Satan - Thank you. I’ll be here all week.


What is this, some kind of freakout??

To all those who did not realize that potatoes spontaneously sprout:

Sue your elementary school.

It is mandatory that every school kid stick toothpicks in a wedge of potato and put it on top of a glass of water and watch it sprout and grow roots. If you’ve never done this, you were cheated out of a proper education.

Peace.

This last Christmas when I got my traditionally grandparent given potato, I put it on a shelf and forgot it there.

When I found it about a month ago that thing had sprouts so damn scary I didn’t even want to go near it, let alone pick it up.

I don’t know what it is about those things. I’ve had to cut them off potatos since I was little, but when they start lifting the lid of a box up or poking holes in a bag, I just want to run away.

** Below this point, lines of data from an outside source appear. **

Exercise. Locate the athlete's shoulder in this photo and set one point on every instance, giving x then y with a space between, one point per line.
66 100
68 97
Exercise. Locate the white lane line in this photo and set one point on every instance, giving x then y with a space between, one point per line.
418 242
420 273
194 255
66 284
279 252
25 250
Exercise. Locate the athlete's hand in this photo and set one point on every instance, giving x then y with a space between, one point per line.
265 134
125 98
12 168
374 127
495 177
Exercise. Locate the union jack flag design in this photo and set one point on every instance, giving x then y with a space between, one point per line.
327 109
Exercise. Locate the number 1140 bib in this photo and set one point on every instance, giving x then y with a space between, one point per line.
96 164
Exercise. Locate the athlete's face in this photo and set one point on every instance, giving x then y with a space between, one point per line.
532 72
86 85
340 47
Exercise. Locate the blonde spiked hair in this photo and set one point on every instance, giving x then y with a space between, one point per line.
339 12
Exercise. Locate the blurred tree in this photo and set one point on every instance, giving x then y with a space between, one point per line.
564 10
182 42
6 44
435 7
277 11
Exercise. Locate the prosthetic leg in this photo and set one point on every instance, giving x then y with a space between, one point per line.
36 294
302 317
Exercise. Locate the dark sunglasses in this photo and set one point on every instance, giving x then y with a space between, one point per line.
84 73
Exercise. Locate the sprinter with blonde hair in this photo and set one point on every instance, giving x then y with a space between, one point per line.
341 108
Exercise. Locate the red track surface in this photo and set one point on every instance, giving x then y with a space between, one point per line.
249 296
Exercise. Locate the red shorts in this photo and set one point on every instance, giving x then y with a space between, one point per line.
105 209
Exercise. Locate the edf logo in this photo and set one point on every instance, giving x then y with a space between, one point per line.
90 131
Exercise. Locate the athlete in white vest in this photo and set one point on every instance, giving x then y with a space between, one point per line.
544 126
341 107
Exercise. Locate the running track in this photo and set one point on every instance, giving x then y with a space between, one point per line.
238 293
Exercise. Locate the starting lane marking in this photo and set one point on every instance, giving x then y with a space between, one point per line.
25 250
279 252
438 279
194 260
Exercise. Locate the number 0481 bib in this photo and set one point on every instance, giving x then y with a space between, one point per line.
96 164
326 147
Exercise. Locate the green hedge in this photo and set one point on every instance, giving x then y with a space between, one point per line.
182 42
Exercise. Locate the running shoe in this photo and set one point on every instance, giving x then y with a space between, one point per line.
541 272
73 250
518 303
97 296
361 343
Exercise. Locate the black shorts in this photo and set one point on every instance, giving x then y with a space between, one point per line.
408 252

“Mega the Roo - Patron Saint of Marsupials and Shampoo”
-Ms Riddles

I worked in produce in a grocery store for several years. Every now and then, we’d have cause to move the major equipment around. It was inevitable that behind some large refrigerator case or wooden display we’d find dropped produce that had been sitting for months if not years. Potatoes were always a favorite, not just for the lengthy sproutings, but for how the potato itself would have shriveled over time. Sometimes the mutant vegetable ended up on the desk of a new employee–guaranteed to bring shrieks when found. I remember once several scary potatoes and onions ended up at the door of our competition–because hey, supermarket wars are very real.

The best thing we ever found was a bunch of bananas, which instead of going bad in the traditional way, had dried up black and shrunk so they looked like a little alien hand. They were hard–and I wish I had saved them for Halloween.

Sometimes, especially going inside the refrigerated cases to clean, we’d find things no one could identify. It would be a game among the employees–to see who could come up with the likliest vegetable to match the bizarre thing we had dug from the sludge deep inside the box.

If you want to have fun with your food, don’t eat it, leave it lying around for a while!

dill–instead of reacting in fear, you should realize that you may have the solution to your future potato supplies. Just cut up the tater into section, with one sprout per section. Plant the sections in your backyard garden. Voila! Potato garden.